For the better part of 20 years, director Andrea Arnold has cemented herself as one of fiction cinema’s great storytellers. Be is intimate character studies like Fish Tank or incomparable period dramas like Wuthering Heights, Arnold has become one of the most exciting and influential filmmakers of her generation. Hell, she’s even gotten in on the prestige TV train, directing the second season of HBO’s Big Little Lies. And now she’s tackling documentary feature filmmaking.
Cow sees Arnold taking on a new mode in the form of non-fiction cinema, but to the director’s credit this experiential picture feels deeply rooted in her overall larger project. Simply put, Arnold’s film introduces viewers to Luma, a dairy cow located on a cattle farm in England. Profoundly intimate and empathetic, Cow takes us through Luma’s experiences on the farm over a four year span, from birthing to milking, and everything in between. At times unshakably beautiful and otherwise harrowingly grotesque, the film centers almost exclusively on Luma’s perspective, with the most actual language that’s heard coming from a kinetic soundtrack of diegetic musical cues from songs just playing in the background.
Seemingly in conversation with films like those that have spawned out of the rise of collectives like the Harvard Ethnography Lab, Cow is unquestionably an impressive achievement aesthetically. As found in films like Sweetgrass, which is maybe this film’s closest kin outside of Arnold’s oeuvre, perspective matters greatly here, with the camera never allowing viewers to break from experiencing these events as Luma would. The photography is startlingly modern, with Magda Kowalczyk’s cinematography embracing the muted landscapes fully. Empathy is vastly important to this film, and thankfully this film has that in spades. Hearts are broken after Luma moos while her calves are taken from her, blood pressure rises after watching her get shoved into small spaces. Things like these turn Cow into more a character study than anything resembling a social issue documentary.

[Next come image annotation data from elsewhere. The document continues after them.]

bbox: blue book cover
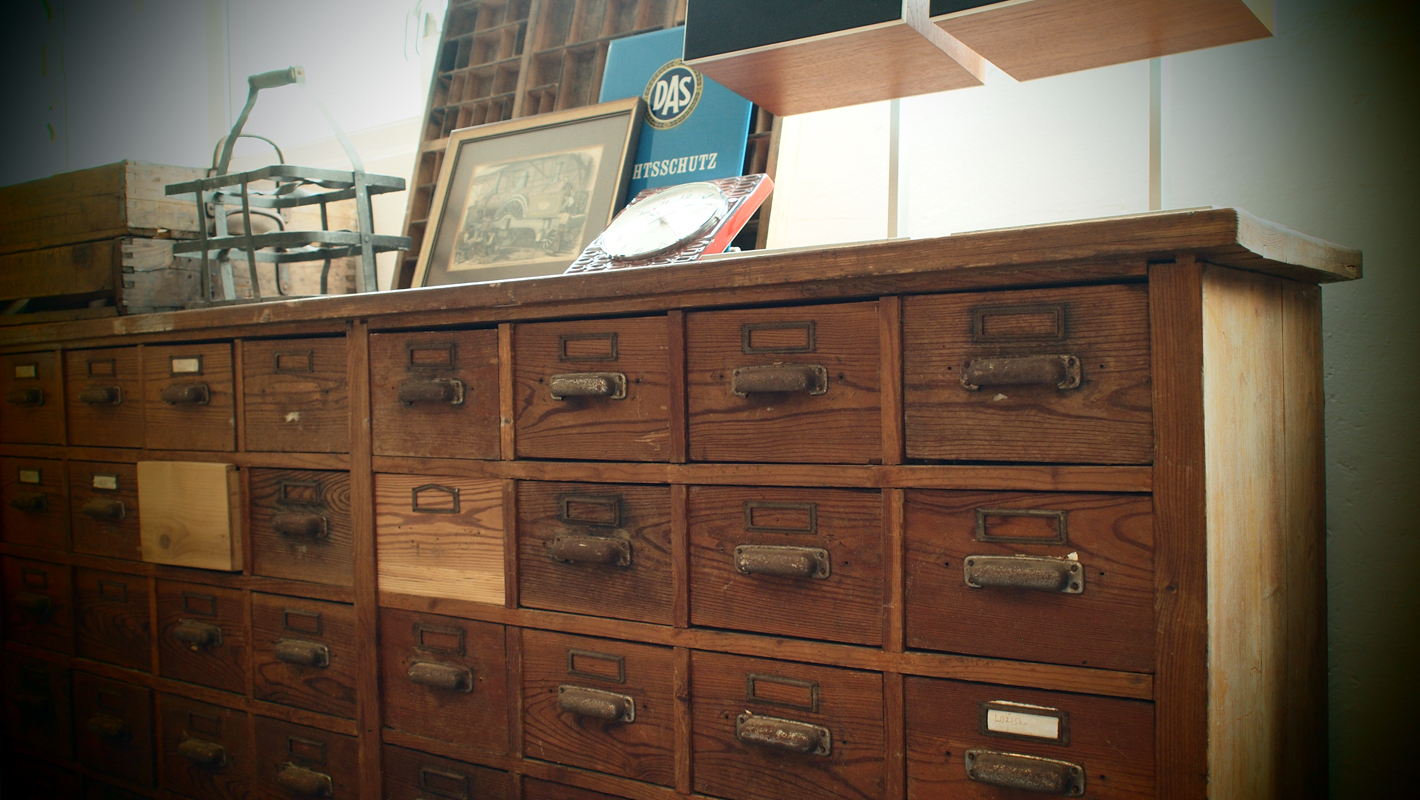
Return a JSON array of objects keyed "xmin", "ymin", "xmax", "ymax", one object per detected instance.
[{"xmin": 601, "ymin": 27, "xmax": 751, "ymax": 202}]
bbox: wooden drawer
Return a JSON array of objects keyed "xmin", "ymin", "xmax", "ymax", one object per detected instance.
[
  {"xmin": 513, "ymin": 317, "xmax": 680, "ymax": 462},
  {"xmin": 687, "ymin": 486, "xmax": 883, "ymax": 647},
  {"xmin": 251, "ymin": 593, "xmax": 355, "ymax": 719},
  {"xmin": 905, "ymin": 676, "xmax": 1154, "ymax": 800},
  {"xmin": 254, "ymin": 716, "xmax": 359, "ymax": 800},
  {"xmin": 4, "ymin": 556, "xmax": 74, "ymax": 655},
  {"xmin": 369, "ymin": 330, "xmax": 500, "ymax": 459},
  {"xmin": 517, "ymin": 482, "xmax": 675, "ymax": 625},
  {"xmin": 143, "ymin": 344, "xmax": 237, "ymax": 452},
  {"xmin": 906, "ymin": 490, "xmax": 1154, "ymax": 672},
  {"xmin": 74, "ymin": 567, "xmax": 153, "ymax": 672},
  {"xmin": 690, "ymin": 652, "xmax": 886, "ymax": 800},
  {"xmin": 0, "ymin": 458, "xmax": 70, "ymax": 550},
  {"xmin": 383, "ymin": 745, "xmax": 513, "ymax": 800},
  {"xmin": 0, "ymin": 351, "xmax": 64, "ymax": 445},
  {"xmin": 249, "ymin": 469, "xmax": 355, "ymax": 585},
  {"xmin": 379, "ymin": 608, "xmax": 510, "ymax": 755},
  {"xmin": 375, "ymin": 475, "xmax": 506, "ymax": 605},
  {"xmin": 70, "ymin": 462, "xmax": 143, "ymax": 561},
  {"xmin": 4, "ymin": 654, "xmax": 74, "ymax": 759},
  {"xmin": 64, "ymin": 347, "xmax": 143, "ymax": 448},
  {"xmin": 158, "ymin": 581, "xmax": 247, "ymax": 693},
  {"xmin": 523, "ymin": 629, "xmax": 676, "ymax": 786},
  {"xmin": 903, "ymin": 284, "xmax": 1153, "ymax": 463},
  {"xmin": 686, "ymin": 303, "xmax": 882, "ymax": 463},
  {"xmin": 74, "ymin": 671, "xmax": 153, "ymax": 787},
  {"xmin": 158, "ymin": 695, "xmax": 256, "ymax": 800},
  {"xmin": 241, "ymin": 337, "xmax": 351, "ymax": 453}
]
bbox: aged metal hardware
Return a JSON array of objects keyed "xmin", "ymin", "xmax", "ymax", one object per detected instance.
[
  {"xmin": 273, "ymin": 639, "xmax": 331, "ymax": 666},
  {"xmin": 557, "ymin": 683, "xmax": 636, "ymax": 722},
  {"xmin": 159, "ymin": 384, "xmax": 212, "ymax": 405},
  {"xmin": 547, "ymin": 372, "xmax": 626, "ymax": 399},
  {"xmin": 734, "ymin": 544, "xmax": 834, "ymax": 581},
  {"xmin": 409, "ymin": 661, "xmax": 473, "ymax": 693},
  {"xmin": 730, "ymin": 364, "xmax": 828, "ymax": 398},
  {"xmin": 551, "ymin": 536, "xmax": 630, "ymax": 567},
  {"xmin": 399, "ymin": 378, "xmax": 464, "ymax": 405},
  {"xmin": 961, "ymin": 355, "xmax": 1081, "ymax": 392},
  {"xmin": 966, "ymin": 750, "xmax": 1085, "ymax": 797},
  {"xmin": 734, "ymin": 712, "xmax": 834, "ymax": 756},
  {"xmin": 961, "ymin": 556, "xmax": 1085, "ymax": 594}
]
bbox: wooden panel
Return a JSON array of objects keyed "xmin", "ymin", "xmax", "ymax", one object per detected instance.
[
  {"xmin": 371, "ymin": 471, "xmax": 504, "ymax": 605},
  {"xmin": 241, "ymin": 338, "xmax": 349, "ymax": 453},
  {"xmin": 517, "ymin": 480, "xmax": 673, "ymax": 625},
  {"xmin": 138, "ymin": 462, "xmax": 243, "ymax": 571},
  {"xmin": 689, "ymin": 486, "xmax": 883, "ymax": 645}
]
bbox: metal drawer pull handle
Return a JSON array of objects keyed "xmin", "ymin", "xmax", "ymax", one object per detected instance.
[
  {"xmin": 557, "ymin": 683, "xmax": 636, "ymax": 722},
  {"xmin": 409, "ymin": 661, "xmax": 473, "ymax": 693},
  {"xmin": 734, "ymin": 544, "xmax": 834, "ymax": 581},
  {"xmin": 734, "ymin": 712, "xmax": 834, "ymax": 756},
  {"xmin": 275, "ymin": 763, "xmax": 335, "ymax": 797},
  {"xmin": 730, "ymin": 364, "xmax": 828, "ymax": 398},
  {"xmin": 961, "ymin": 556, "xmax": 1085, "ymax": 594},
  {"xmin": 160, "ymin": 384, "xmax": 212, "ymax": 405},
  {"xmin": 178, "ymin": 739, "xmax": 227, "ymax": 769},
  {"xmin": 399, "ymin": 378, "xmax": 464, "ymax": 405},
  {"xmin": 966, "ymin": 750, "xmax": 1085, "ymax": 797},
  {"xmin": 552, "ymin": 536, "xmax": 630, "ymax": 567},
  {"xmin": 961, "ymin": 355, "xmax": 1081, "ymax": 392},
  {"xmin": 274, "ymin": 639, "xmax": 331, "ymax": 666},
  {"xmin": 547, "ymin": 372, "xmax": 626, "ymax": 399}
]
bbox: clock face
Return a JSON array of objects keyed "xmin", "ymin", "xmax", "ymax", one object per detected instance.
[{"xmin": 601, "ymin": 183, "xmax": 728, "ymax": 261}]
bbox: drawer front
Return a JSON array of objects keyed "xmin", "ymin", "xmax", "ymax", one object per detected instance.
[
  {"xmin": 70, "ymin": 462, "xmax": 143, "ymax": 561},
  {"xmin": 686, "ymin": 303, "xmax": 882, "ymax": 463},
  {"xmin": 517, "ymin": 482, "xmax": 675, "ymax": 625},
  {"xmin": 254, "ymin": 716, "xmax": 359, "ymax": 800},
  {"xmin": 158, "ymin": 695, "xmax": 256, "ymax": 800},
  {"xmin": 383, "ymin": 745, "xmax": 513, "ymax": 800},
  {"xmin": 375, "ymin": 475, "xmax": 506, "ymax": 605},
  {"xmin": 687, "ymin": 486, "xmax": 883, "ymax": 647},
  {"xmin": 513, "ymin": 317, "xmax": 679, "ymax": 462},
  {"xmin": 906, "ymin": 490, "xmax": 1154, "ymax": 672},
  {"xmin": 64, "ymin": 347, "xmax": 143, "ymax": 448},
  {"xmin": 143, "ymin": 344, "xmax": 237, "ymax": 452},
  {"xmin": 0, "ymin": 351, "xmax": 64, "ymax": 445},
  {"xmin": 690, "ymin": 652, "xmax": 886, "ymax": 800},
  {"xmin": 74, "ymin": 568, "xmax": 153, "ymax": 672},
  {"xmin": 4, "ymin": 654, "xmax": 74, "ymax": 759},
  {"xmin": 523, "ymin": 629, "xmax": 676, "ymax": 786},
  {"xmin": 74, "ymin": 672, "xmax": 153, "ymax": 787},
  {"xmin": 4, "ymin": 556, "xmax": 74, "ymax": 654},
  {"xmin": 379, "ymin": 608, "xmax": 508, "ymax": 755},
  {"xmin": 0, "ymin": 458, "xmax": 70, "ymax": 550},
  {"xmin": 250, "ymin": 469, "xmax": 355, "ymax": 585},
  {"xmin": 903, "ymin": 284, "xmax": 1153, "ymax": 463},
  {"xmin": 369, "ymin": 330, "xmax": 500, "ymax": 459},
  {"xmin": 158, "ymin": 581, "xmax": 247, "ymax": 693},
  {"xmin": 251, "ymin": 593, "xmax": 355, "ymax": 719},
  {"xmin": 241, "ymin": 337, "xmax": 351, "ymax": 453},
  {"xmin": 905, "ymin": 676, "xmax": 1154, "ymax": 800}
]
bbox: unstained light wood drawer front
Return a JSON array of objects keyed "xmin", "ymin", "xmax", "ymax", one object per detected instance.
[
  {"xmin": 906, "ymin": 490, "xmax": 1154, "ymax": 672},
  {"xmin": 517, "ymin": 480, "xmax": 675, "ymax": 625},
  {"xmin": 687, "ymin": 486, "xmax": 883, "ymax": 647},
  {"xmin": 513, "ymin": 317, "xmax": 679, "ymax": 462},
  {"xmin": 903, "ymin": 284, "xmax": 1153, "ymax": 465},
  {"xmin": 905, "ymin": 676, "xmax": 1154, "ymax": 800},
  {"xmin": 523, "ymin": 629, "xmax": 676, "ymax": 786},
  {"xmin": 686, "ymin": 303, "xmax": 882, "ymax": 463}
]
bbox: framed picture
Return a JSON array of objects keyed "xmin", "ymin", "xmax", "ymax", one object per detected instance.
[{"xmin": 413, "ymin": 97, "xmax": 643, "ymax": 286}]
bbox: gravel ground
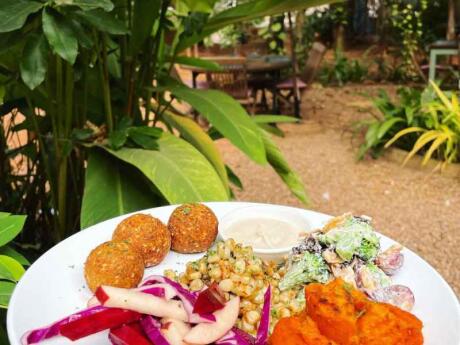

The crew is all but erased from the proceedings, and even the men and women working the farm are only heard of in mumbles just off screen and only lower extremities are visible whenever they’re (briefly) on it. It’s this focus on perspective that makes this a one of a kind picture.
Some images here are, indeed, profoundly troubling. However, with the focus set so strongly on Luma and Luma alone, the film becomes more sensorial than sensational. Arnold could have easily built a film that looks more like those YouTube videos your vegan friend shows you (or even the nightmarish Gunda, from 2020), trying to convince you meat consumption is evil. Instead her and cinematographer Kowalczyk have crafted a film of profound patience and humanity, a film that feels more like Arnold’s Fish Tank than it does any recent modern documentary. Arnold’s quietly claustrophobic camera works wonders here, embracing long takes to better envelope each viewer within Luma’s world, seemingly sparking a connection between camera and cattle that feels entirely otherworldly. Tableaus like that of Luma’s face set opposite a richly shot skyline make the more harrowing moments all the more potent and powerful.
At just 94 minutes in length, this modest, provocative dive into the world of one dairy cow stands as yet another knockout from director Andrea Arnold. Quiet, thoughtful and empathetic, Cow is a film unlike any other seen yet this year. Subtle and experiential, this is one filmgoing experience that won’t soon be forgotten.